# Shipping goods to Montreal whilst on IEC Visa



## JimJams (Jan 11, 2010)

Hey guys

I'm over in Montreal, Quebec on an IEC visa. Initial entry was May 2012, went back to UK and came back end Sept 2012.

I would like to get some clothes and ski gear shipped over, so probably 1-2 boxes, max 20-25kg. It's all my own personal stuff and all used/second hand. Question is, is this going to cause issues at customs and will I be charged import duties? If so how will this be calculated?

I did a bit of research before and found a company to ship from London to Montreal for about £200 for 25kg a box, but will need to look it up again. That's actually cheaper than buying the stuff out here so makes sense to me...

If anyone has any recommendations on shipping companies then please let me know.

thanks


----------



## JimJams (Jan 11, 2010)

Looks like Seven Seas is quite cheap, £130 for one 30kg box, £200 for box+snowboard. Takes about 6 weeks to arrive though, but not a problem.

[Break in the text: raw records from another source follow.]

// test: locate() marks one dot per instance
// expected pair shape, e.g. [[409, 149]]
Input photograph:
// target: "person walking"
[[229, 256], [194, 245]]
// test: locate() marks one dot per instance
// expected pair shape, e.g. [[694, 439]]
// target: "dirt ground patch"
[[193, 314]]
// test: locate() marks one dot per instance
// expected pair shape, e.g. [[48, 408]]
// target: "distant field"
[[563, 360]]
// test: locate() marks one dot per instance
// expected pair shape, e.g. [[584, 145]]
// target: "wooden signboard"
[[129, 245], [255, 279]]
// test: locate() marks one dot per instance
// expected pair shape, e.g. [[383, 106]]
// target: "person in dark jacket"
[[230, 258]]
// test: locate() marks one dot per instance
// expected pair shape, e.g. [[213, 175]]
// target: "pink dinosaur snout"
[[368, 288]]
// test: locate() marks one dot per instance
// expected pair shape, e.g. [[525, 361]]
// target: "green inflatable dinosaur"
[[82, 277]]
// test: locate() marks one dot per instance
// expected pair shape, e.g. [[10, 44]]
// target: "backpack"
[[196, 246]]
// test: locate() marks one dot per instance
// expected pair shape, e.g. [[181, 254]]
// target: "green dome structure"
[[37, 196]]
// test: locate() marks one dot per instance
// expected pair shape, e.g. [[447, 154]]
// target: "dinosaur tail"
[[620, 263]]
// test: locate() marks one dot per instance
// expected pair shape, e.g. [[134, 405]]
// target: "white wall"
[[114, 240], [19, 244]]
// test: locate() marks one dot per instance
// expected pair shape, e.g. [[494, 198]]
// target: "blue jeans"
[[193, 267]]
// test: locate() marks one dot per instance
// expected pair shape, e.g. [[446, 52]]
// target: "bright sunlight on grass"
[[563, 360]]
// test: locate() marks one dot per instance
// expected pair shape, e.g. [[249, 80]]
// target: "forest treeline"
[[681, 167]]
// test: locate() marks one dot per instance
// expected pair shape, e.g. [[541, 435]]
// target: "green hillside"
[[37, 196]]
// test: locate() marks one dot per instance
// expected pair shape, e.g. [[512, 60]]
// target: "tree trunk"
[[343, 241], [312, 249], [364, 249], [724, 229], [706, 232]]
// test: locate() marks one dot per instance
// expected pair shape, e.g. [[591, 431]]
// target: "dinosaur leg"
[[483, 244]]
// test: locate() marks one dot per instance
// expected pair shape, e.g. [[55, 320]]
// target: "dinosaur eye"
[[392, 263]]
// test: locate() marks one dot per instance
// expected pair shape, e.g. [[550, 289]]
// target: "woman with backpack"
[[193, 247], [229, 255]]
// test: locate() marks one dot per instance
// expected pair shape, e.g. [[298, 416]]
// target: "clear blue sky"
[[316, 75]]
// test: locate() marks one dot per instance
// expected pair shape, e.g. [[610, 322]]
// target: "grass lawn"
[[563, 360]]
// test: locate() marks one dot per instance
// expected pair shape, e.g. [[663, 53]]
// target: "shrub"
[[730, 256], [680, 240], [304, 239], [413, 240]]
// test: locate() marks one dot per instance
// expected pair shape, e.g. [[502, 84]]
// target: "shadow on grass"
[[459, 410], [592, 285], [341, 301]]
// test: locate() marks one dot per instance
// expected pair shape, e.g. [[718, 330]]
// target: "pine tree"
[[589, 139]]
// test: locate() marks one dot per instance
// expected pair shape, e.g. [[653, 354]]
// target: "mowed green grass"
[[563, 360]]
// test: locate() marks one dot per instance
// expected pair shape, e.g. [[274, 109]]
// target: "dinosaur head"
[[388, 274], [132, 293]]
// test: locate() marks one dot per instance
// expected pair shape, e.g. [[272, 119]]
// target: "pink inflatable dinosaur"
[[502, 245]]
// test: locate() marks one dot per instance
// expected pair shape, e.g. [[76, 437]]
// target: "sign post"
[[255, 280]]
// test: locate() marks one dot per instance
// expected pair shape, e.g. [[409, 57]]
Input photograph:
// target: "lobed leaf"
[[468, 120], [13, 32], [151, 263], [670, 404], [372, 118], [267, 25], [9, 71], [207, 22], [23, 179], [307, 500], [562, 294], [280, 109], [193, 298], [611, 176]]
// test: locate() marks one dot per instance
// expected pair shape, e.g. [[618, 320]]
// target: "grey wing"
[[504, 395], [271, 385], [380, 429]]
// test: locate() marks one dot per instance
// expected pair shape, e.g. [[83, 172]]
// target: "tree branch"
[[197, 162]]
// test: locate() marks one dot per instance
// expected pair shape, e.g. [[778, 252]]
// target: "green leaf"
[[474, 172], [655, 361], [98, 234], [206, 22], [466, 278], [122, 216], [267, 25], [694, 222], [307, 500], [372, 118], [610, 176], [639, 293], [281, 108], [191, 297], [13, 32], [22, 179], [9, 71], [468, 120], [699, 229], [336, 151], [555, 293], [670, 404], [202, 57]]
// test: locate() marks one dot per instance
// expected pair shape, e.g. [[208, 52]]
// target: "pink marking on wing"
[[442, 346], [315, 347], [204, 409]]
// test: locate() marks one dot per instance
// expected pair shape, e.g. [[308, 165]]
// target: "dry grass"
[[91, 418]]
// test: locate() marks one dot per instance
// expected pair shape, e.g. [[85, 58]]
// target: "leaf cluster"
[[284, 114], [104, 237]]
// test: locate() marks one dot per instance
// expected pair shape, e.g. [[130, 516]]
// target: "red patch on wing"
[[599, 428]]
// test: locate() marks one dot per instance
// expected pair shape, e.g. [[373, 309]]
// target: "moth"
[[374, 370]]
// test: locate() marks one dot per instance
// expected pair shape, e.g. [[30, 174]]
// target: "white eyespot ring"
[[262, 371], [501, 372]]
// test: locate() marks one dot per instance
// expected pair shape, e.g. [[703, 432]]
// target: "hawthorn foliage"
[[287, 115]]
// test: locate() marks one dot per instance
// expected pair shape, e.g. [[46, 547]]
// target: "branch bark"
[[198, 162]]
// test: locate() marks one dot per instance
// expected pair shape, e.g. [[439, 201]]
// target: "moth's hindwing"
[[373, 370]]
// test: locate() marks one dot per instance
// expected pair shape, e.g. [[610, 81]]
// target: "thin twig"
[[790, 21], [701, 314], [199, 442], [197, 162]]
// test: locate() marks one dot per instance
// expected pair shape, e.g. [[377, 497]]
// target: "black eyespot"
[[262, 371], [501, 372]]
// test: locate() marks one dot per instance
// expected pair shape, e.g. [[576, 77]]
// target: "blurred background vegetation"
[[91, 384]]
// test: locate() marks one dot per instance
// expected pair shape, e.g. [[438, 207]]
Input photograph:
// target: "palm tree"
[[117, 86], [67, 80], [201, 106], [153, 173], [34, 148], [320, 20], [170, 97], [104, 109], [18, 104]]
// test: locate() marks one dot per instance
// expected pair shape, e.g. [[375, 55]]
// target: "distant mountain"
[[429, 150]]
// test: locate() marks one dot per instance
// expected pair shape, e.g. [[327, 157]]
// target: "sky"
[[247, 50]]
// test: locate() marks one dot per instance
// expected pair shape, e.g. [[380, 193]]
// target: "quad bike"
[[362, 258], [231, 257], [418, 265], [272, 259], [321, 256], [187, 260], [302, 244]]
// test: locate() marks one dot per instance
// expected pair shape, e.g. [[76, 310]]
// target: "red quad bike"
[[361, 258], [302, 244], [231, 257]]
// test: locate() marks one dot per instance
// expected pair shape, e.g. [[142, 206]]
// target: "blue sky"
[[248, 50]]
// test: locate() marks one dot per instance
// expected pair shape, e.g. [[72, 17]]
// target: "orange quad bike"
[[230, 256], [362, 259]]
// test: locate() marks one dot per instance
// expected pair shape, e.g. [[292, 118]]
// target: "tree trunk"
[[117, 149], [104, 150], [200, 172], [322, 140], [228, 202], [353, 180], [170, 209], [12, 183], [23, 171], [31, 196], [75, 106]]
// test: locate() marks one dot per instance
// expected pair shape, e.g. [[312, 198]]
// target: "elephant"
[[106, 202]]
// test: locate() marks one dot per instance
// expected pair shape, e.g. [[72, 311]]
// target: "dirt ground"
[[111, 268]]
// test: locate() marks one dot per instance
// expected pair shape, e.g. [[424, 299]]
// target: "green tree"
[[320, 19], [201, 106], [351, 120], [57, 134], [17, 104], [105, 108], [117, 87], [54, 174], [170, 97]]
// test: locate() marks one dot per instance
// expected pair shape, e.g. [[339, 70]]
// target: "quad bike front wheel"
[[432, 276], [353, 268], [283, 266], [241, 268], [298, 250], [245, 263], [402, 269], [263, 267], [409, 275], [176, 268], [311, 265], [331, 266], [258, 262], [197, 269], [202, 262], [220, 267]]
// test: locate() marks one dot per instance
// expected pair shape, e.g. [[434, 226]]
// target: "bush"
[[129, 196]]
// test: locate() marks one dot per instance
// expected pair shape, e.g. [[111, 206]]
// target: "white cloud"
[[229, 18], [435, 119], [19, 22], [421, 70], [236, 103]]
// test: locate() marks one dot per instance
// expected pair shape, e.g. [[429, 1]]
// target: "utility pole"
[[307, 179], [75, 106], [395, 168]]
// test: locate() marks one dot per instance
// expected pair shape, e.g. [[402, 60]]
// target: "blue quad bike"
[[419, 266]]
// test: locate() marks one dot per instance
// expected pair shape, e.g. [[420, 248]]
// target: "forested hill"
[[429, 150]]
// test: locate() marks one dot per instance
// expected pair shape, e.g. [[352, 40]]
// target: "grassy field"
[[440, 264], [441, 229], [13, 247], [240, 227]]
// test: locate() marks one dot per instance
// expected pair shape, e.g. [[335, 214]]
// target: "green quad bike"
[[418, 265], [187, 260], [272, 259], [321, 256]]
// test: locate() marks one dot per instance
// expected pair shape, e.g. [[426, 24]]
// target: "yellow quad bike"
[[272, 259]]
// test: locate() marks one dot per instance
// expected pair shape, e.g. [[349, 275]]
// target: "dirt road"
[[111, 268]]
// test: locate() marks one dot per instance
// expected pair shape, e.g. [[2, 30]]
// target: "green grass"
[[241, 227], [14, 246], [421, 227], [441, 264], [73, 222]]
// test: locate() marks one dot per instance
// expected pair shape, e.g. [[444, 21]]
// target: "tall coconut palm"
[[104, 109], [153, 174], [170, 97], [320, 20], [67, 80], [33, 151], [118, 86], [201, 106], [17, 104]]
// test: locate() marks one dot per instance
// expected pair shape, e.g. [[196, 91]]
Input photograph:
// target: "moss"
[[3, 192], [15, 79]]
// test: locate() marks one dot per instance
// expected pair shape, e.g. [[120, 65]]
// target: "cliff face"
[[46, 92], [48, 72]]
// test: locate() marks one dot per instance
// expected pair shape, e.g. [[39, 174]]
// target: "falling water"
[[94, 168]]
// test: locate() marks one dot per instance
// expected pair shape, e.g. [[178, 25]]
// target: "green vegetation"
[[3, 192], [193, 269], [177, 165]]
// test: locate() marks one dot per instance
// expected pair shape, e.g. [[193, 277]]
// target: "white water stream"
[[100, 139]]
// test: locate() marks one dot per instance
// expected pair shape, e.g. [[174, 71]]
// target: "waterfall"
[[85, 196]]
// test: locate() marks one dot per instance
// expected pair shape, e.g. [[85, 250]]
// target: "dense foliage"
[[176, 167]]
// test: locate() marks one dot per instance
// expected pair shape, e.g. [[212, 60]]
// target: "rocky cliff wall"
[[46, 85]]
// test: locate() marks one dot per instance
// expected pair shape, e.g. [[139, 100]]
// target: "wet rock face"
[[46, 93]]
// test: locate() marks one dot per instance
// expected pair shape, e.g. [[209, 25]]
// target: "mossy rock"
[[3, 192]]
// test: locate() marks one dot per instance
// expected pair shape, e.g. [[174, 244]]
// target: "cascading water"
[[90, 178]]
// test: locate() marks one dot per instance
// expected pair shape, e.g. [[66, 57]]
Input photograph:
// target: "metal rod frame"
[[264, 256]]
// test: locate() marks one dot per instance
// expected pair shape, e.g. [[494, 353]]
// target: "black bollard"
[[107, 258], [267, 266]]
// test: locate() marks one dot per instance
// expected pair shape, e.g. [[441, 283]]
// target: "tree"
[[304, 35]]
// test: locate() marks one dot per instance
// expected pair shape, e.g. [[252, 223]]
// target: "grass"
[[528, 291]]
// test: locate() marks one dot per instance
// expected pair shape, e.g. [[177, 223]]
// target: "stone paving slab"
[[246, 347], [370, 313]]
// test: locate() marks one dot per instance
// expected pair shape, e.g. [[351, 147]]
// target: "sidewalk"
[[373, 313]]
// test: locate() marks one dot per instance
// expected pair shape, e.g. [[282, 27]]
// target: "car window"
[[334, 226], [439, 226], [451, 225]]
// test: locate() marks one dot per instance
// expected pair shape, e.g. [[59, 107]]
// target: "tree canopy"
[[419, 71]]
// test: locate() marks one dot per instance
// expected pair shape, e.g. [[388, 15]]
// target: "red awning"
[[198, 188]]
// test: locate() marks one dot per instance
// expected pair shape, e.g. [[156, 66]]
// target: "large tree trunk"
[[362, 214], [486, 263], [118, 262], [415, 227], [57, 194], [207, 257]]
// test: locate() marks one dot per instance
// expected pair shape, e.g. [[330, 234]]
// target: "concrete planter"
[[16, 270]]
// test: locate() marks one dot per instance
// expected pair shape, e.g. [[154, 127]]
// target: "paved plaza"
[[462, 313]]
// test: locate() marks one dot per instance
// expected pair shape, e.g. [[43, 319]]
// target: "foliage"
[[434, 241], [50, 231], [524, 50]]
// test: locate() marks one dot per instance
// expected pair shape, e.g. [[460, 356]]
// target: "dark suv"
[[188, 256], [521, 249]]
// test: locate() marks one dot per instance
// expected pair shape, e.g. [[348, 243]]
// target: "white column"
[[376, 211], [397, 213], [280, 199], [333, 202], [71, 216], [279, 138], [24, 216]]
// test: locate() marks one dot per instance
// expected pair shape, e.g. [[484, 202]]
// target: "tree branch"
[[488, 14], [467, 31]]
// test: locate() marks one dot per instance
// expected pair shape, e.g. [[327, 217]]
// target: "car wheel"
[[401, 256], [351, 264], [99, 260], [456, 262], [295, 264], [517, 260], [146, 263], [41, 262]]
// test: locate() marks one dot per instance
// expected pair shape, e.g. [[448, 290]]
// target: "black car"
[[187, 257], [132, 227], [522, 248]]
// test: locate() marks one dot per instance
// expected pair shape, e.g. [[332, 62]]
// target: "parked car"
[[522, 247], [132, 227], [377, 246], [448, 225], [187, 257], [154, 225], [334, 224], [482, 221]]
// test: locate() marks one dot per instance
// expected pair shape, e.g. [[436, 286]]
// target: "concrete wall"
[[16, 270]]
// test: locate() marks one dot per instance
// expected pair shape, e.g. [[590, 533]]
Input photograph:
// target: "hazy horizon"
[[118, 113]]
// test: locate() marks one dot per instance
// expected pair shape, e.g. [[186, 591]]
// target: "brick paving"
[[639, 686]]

Anyone know if I will have any issue at customs and will have to pay any import charges?

thanks


----------



## JimJams (Jan 11, 2010)

Does anyone know the situation with customs? Will I be charged for shipping across my second hand goods? If so, how much is it likely to be - is it based on estimate of cost of your used good?

If i'm going to get it sent then I want to do it this week.

Thanks


----------